AC bus catches fire, passengers safe
An AC bus plying on the Howrah-Barasat route caught fire at around 9 am on Monday, filling the interiors with thick, black smoke and setting off a manic frenzy and panic among the passengers on board.kolkata Updated: Sep 04, 2012 13:56 IST
An AC bus plying on the Howrah-Barasat route caught fire at around 9 am on Monday, filling the interiors with thick, black smoke and setting off a manic frenzy and panic among the passengers on board.
With the windows all shut and the AC going at full blast, the fire soon set off a torrent of smoke, turning the entire vehicle into a veritable gas chamber. However, with the blaze spotted in time, the bus was stopped on the second Hooghly bridge, so all passengers could get off safely.
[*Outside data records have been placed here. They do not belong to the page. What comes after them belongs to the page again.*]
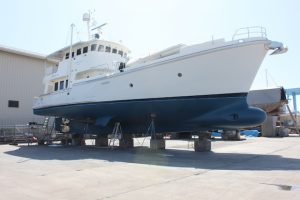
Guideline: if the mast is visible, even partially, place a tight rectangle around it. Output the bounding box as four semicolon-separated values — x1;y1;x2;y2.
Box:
83;11;107;40
69;23;75;59
68;23;75;86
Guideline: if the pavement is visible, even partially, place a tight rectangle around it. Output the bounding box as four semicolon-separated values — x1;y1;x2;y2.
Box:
0;136;300;200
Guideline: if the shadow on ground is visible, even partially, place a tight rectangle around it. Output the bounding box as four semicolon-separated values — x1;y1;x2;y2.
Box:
4;144;300;171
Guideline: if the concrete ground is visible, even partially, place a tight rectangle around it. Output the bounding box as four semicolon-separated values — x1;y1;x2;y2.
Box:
0;136;300;200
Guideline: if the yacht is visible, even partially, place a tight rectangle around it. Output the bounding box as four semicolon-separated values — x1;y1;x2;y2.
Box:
33;15;287;134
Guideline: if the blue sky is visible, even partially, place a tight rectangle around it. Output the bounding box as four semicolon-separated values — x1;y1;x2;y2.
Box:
0;0;299;108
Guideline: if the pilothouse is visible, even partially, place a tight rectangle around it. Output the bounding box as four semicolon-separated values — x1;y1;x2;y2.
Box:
44;39;130;94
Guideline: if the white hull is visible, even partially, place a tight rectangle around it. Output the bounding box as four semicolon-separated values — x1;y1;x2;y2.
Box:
34;39;269;109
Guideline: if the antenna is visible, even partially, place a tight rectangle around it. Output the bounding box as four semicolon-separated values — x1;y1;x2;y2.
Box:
83;12;91;40
91;23;108;39
83;11;107;40
91;23;107;31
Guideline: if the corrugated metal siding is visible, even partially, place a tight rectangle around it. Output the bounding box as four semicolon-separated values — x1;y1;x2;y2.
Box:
0;50;49;125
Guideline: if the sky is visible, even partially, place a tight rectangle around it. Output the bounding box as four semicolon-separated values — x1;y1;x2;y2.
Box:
0;0;299;109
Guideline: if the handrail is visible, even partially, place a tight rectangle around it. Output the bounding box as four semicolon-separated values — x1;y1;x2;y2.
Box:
232;26;267;41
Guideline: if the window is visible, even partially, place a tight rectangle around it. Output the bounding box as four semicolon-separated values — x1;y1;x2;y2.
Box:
83;46;88;54
91;44;97;51
98;45;104;52
65;53;70;59
112;48;117;54
65;79;68;88
54;82;58;91
8;100;19;108
118;50;123;57
105;46;111;52
60;81;64;90
77;48;81;55
72;52;75;58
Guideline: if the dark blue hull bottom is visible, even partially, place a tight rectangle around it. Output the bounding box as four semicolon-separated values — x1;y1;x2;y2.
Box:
33;93;266;134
The driver reportedly moved in to douse the flames with the fire extinguisher on board the vehicle, but couldn’t rein in the leaping flames.
The fire caught the rear tyre and consumed the entire vehicle within minutes. However, with the blaze spotted early enough, the passengers managed to scramble to safety. The three fire tenders, which moved in shortly after, doused the flames after a strenuous hour-long effort.
Officials of the fire services department said that the fire and noxious fumes, if allowed to drift, could have choked many inside the enclosed space in a manner witnessed during the devastating AMRI blaze back on December 9.
A blaze in the basement of the Dhakuria facility sent up killer fumes through the AC ducts, choking 91 patients housed in the enclosed hospital space, to death.
With the bus being on its maiden run on city streets, poor maintenance, which has been ailing the state transport fleet, couldn’t have caused the fire.
“Though AC buses have fire extinguishers on board, the same was of little use today as the fire, fed on by strong winds on second Hooghly Bridge, spread fast. Thankfully, another bus driver behind me spotted smoke coming out of the engine and alerted me. Or else the fallout could have been more tragic,” Sajal Manna, who was at the wheel of the illfated vehicle, told HT.
“Thankfully, the fire originated in the exterior of the bus. With the windows shut in AC buses, not much could have been done had the fire caught the interiors of the vehicle. Such buses have an emergency exit door in the rear. But given the way the fire spread, I doubt if he would have been able to save any lives had he not been alerted on time,” Tapan Ghosh, deputy director, fire services department, told HT.
“A short circuit would have likely caused the fire. It is difficult for us to spot fires and we do rely on passengers to alert us in the event of one. But once drawn to a fire, it is incumbent on us to get the passengers out safe,” Manna said.
AC buses could turn into a veritable trap in the event of a fire, as the windows are hard to break. Even repeated blows could only result in a crack or two, but won’t bring smash the windows.
“This incident has shown that these buses, though comfortable, aren’t entirely safe for passengers,” Abhishek Nath, a final year MCA student, told HT.